The present study shows that Langerhans cells of the buccal mucosa and the skin share a similar phenotype, including in situ expression of MHC class II, the mannose receptor DEC-205 and CD11c, and absence of the costimulatory molecules B7.1, B7.2 and CD40 as well as Fas. Application of 2,4-dinitrofluorobenzene (DNFB) onto the buccal mucosa is associated with a rapid migration of dendritic cells (DC) to the epithelium and induction of B7.2 expression on some DC. Buccal sensitization with DNFB elicited a specific contact sensitivity (CS) in response to skin challenge, mediated by class I-restricted CD8+ effector T cells and down-regulated by class II-restricted CD4+ T cells, demonstrated by the lack of priming of class I-deficient mice and the enhanced response of class II-deficient mice, respectively. CS induced by buccal immunization is associated with priming of class I-restricted CD8+ effector T cells endowed with hapten-specific cytotoxic activity. Thus, the buccal epithelium is an inductive site, equivalent to the epidermis, for the generation of CS independent of CD4 help, and of cytotoxic T lymphocyte (CTL) responses mediated by class I-restricted CD8+ T cells. We propose that immunization through the buccal mucosa, which allows antigen presentation by epithelial DC efficient for priming systemic class I-restricted CD8+ CTL, may be a valuable approach for single-dose mucosal vaccination with subunit vaccines.

Dual role of dendritic cells in the induction and down-regulation of antigen-specific cutaneous inflammation.

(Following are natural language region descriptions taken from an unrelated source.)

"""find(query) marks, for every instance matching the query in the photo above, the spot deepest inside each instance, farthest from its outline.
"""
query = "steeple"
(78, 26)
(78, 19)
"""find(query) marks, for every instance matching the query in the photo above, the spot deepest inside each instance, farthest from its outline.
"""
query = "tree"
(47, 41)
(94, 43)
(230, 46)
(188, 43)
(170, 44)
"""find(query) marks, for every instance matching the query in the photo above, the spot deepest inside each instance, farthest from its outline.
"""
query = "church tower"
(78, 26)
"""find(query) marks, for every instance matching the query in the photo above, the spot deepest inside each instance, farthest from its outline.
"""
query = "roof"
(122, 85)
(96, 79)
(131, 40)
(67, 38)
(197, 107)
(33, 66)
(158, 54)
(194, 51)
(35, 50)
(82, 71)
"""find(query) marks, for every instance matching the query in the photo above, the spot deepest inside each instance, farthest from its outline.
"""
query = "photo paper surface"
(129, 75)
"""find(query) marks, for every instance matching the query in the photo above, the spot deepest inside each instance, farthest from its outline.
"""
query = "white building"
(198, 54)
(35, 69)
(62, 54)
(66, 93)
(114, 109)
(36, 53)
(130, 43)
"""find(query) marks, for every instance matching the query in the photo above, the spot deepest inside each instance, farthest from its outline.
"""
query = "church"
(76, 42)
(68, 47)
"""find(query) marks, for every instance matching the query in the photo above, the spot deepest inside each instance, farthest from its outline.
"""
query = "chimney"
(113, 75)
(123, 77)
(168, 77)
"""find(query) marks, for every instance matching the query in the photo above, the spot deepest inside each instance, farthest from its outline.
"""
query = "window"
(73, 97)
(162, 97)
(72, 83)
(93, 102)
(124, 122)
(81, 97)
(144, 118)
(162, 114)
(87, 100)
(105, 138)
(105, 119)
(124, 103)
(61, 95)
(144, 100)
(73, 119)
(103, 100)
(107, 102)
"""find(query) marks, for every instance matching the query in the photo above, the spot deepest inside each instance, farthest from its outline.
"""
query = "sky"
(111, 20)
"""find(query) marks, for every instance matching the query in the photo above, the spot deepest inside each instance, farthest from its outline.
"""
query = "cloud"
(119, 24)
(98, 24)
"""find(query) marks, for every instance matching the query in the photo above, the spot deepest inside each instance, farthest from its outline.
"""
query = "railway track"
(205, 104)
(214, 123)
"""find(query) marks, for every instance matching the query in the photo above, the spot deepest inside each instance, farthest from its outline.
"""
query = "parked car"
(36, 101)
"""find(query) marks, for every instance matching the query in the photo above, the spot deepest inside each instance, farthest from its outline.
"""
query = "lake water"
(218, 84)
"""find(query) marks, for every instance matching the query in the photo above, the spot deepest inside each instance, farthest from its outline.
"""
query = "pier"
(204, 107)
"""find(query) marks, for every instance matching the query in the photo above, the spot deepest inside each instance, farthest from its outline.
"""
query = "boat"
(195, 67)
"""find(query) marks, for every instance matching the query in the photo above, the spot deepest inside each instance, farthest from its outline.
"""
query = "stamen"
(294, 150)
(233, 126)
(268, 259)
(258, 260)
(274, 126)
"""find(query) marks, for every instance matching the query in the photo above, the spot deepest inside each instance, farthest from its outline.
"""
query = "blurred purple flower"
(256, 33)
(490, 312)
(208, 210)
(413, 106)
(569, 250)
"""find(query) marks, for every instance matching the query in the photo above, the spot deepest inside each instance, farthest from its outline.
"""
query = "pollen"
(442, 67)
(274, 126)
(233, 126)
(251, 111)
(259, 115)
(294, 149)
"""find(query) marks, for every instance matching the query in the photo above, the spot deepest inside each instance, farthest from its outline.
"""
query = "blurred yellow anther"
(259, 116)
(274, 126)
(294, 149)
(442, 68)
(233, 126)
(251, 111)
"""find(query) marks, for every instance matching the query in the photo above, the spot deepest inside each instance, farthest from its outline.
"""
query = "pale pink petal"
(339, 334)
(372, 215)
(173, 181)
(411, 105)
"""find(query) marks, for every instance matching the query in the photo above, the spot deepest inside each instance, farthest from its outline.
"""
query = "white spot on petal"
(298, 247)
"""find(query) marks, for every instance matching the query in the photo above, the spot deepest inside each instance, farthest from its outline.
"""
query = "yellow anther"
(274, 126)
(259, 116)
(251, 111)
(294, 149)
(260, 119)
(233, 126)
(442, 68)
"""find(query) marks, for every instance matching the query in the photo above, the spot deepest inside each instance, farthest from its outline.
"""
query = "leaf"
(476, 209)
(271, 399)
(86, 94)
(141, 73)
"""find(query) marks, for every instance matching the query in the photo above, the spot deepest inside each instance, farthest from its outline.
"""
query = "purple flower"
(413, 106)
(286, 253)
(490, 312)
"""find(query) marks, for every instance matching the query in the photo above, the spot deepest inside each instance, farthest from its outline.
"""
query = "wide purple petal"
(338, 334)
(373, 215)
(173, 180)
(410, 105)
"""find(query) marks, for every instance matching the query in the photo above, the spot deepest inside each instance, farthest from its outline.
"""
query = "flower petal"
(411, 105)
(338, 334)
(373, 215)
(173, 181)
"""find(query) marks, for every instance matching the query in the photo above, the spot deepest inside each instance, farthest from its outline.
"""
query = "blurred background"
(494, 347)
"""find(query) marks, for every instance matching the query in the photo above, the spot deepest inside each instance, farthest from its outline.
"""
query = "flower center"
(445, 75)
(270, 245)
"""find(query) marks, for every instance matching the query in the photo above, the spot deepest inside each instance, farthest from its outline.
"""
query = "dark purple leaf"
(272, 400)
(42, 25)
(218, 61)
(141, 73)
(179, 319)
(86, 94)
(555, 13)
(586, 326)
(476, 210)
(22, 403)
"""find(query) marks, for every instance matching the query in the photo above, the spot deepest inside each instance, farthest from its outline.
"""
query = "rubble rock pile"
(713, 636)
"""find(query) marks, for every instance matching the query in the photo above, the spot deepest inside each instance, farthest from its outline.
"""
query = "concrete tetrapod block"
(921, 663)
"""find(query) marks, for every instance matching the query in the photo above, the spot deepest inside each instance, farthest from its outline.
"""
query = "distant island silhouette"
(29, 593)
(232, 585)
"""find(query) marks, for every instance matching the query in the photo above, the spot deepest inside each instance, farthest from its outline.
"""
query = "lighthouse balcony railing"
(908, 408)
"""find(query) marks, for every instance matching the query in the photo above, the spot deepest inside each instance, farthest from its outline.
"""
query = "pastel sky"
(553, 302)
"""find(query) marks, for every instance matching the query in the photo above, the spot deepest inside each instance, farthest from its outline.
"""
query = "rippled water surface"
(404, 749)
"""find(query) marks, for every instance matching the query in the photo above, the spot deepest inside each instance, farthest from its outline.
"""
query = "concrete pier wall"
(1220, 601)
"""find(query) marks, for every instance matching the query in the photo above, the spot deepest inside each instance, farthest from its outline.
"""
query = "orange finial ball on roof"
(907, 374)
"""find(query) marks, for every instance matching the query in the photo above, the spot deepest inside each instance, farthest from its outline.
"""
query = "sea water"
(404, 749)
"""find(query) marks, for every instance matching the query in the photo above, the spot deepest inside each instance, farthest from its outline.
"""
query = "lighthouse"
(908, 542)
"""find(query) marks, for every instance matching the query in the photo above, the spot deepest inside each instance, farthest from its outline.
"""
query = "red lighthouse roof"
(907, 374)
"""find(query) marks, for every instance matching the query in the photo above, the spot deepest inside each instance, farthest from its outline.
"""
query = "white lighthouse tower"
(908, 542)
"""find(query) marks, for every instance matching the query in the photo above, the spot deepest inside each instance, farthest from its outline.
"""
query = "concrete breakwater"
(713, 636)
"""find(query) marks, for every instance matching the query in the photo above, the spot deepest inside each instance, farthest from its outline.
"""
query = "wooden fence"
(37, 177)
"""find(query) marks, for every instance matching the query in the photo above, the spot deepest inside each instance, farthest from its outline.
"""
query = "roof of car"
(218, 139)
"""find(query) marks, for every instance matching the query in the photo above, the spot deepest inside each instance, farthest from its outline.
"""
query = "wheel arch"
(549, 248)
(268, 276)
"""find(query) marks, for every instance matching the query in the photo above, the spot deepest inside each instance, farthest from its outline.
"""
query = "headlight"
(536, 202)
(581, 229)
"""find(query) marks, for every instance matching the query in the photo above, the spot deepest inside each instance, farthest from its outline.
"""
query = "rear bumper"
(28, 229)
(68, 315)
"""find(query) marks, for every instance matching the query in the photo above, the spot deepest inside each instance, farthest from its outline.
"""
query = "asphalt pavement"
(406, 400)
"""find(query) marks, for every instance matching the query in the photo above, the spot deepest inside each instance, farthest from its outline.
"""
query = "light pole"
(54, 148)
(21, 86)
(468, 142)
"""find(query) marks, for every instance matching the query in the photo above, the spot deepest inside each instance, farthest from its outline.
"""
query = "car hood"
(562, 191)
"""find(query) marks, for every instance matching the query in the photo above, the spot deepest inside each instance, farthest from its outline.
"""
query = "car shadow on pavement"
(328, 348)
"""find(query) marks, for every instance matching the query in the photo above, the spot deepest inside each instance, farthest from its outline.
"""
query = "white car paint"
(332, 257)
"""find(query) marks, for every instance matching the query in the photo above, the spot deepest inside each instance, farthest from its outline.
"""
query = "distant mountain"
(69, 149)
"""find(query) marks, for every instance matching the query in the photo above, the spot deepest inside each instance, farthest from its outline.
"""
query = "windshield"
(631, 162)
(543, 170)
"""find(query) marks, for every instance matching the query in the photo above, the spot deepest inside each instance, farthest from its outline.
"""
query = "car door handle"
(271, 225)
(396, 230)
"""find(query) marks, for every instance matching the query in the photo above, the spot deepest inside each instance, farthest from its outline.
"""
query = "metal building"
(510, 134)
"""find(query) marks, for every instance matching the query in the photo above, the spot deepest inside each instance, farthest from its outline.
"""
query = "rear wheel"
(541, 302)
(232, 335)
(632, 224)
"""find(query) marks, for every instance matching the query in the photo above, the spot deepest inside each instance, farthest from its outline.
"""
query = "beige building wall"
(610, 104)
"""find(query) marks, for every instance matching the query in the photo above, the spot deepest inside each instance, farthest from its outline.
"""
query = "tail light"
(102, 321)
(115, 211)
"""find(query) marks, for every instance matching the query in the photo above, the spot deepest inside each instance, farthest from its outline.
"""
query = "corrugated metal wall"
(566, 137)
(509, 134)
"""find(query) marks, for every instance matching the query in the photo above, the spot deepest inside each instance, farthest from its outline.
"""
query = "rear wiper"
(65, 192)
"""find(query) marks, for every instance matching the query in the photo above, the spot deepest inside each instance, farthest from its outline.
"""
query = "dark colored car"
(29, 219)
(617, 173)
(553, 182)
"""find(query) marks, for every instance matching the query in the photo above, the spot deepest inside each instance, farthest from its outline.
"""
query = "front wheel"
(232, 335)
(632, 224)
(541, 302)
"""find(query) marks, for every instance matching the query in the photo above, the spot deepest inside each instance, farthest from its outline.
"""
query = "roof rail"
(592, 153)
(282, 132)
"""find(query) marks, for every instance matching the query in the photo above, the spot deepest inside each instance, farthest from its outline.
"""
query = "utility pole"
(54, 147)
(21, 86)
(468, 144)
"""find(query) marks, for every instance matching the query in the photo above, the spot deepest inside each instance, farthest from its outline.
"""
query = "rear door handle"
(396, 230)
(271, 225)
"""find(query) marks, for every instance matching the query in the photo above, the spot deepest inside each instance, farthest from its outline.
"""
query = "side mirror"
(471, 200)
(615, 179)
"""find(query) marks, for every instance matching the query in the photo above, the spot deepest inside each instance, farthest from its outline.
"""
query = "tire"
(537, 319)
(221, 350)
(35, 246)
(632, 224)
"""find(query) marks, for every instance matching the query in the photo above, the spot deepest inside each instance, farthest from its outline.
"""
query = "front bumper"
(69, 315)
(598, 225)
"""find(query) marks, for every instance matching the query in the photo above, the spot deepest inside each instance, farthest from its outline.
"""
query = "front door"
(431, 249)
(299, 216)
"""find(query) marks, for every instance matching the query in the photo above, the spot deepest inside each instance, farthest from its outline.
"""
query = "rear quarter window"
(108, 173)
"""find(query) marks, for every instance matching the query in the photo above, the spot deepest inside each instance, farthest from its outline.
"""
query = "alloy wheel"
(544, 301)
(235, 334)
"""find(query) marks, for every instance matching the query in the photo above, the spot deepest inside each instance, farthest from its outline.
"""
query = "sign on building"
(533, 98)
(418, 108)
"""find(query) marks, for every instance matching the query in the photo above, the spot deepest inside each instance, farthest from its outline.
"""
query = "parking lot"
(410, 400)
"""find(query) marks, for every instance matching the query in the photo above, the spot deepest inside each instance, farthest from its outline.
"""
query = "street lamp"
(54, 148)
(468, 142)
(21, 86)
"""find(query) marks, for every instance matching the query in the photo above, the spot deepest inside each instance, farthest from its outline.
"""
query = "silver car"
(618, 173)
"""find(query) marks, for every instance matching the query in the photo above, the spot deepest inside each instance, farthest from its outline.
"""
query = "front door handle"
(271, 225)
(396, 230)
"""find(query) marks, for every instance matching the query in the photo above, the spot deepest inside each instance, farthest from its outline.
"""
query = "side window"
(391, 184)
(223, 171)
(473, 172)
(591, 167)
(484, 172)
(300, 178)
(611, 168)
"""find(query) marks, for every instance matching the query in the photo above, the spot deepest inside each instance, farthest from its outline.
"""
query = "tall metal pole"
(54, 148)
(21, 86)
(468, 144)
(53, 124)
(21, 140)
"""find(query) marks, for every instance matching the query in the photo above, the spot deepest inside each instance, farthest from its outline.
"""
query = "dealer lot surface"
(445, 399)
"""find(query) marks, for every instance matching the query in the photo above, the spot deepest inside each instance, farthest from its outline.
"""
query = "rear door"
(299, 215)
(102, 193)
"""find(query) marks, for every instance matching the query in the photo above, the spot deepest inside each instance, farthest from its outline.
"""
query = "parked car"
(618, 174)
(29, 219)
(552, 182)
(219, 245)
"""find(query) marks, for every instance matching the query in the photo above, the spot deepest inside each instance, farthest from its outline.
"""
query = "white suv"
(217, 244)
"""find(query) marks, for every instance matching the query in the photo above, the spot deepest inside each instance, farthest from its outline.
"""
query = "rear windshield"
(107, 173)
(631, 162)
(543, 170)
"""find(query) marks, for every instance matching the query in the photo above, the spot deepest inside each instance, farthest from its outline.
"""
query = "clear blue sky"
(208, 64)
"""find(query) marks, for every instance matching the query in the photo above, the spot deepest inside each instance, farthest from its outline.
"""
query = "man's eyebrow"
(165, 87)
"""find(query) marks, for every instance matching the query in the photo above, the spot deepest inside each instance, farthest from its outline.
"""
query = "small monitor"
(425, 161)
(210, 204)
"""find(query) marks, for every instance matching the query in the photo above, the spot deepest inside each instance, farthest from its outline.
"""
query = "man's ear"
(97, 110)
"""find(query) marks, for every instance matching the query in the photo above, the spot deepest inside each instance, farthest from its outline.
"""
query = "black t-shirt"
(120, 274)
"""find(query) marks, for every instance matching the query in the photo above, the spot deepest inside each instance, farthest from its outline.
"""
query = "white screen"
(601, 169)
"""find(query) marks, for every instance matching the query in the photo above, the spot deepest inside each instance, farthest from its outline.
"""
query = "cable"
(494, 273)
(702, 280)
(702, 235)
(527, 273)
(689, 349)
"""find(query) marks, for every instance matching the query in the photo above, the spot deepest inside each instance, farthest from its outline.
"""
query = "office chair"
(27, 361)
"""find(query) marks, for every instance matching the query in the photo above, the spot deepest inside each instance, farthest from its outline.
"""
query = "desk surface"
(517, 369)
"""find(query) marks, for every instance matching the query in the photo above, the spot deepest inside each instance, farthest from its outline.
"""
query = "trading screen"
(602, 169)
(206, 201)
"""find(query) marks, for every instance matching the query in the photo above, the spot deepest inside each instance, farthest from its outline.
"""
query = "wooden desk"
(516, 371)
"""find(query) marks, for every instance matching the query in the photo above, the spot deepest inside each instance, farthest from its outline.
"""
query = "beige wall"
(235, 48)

We have previously reported that contact sensitivity (CS) to dinitrofluorobenzene (DNFB) in C57BL/6 mice was mediated by MHC class I-restricted CD8+ T cells and down-regulated by MHC class II-restricted CD4+ T cells. In this study, we analyzed the contribution of dendritic cells (DC) in the induction of these two T cell subsets endowed with opposite functions. Hapten-pulsed skin- and bone marrow-derived DC, obtained from either normal C57BL/6 mice or from MHC class II (I+ II-) and MHC class I (I- II+)-deficient mice, were tested for their ability to prime normal mice for CS to dinitrofluorobenzene. Expression of MHC class I molecules by transferred DC was mandatory both for the induction of CS and for the generation of hapten-specific CD8+ T cells in lymphoid organs. I+ II- DC were as potent as I+ II+ DC in priming for CS, demonstrating that activation of effector CD8+ T cells can occur independently of CD4+ T cell help. I- II+ DC could not immunize for CS, although they could sensitize for a delayed-type hypersensitivity reaction to protein Ags. Moreover, I- II+ DC injected simultaneously with cutaneous sensitization down-regulated the inflammatory response, suggesting that hapten presentation by MHC class II molecules could prime regulatory CD4+ T cells. These results indicate that DC can present haptenated peptides by both MHC class I and class II molecules and activate Ag-specific CD8+ effector and CD4+ regulatory T cell subsets, concurrently and independently.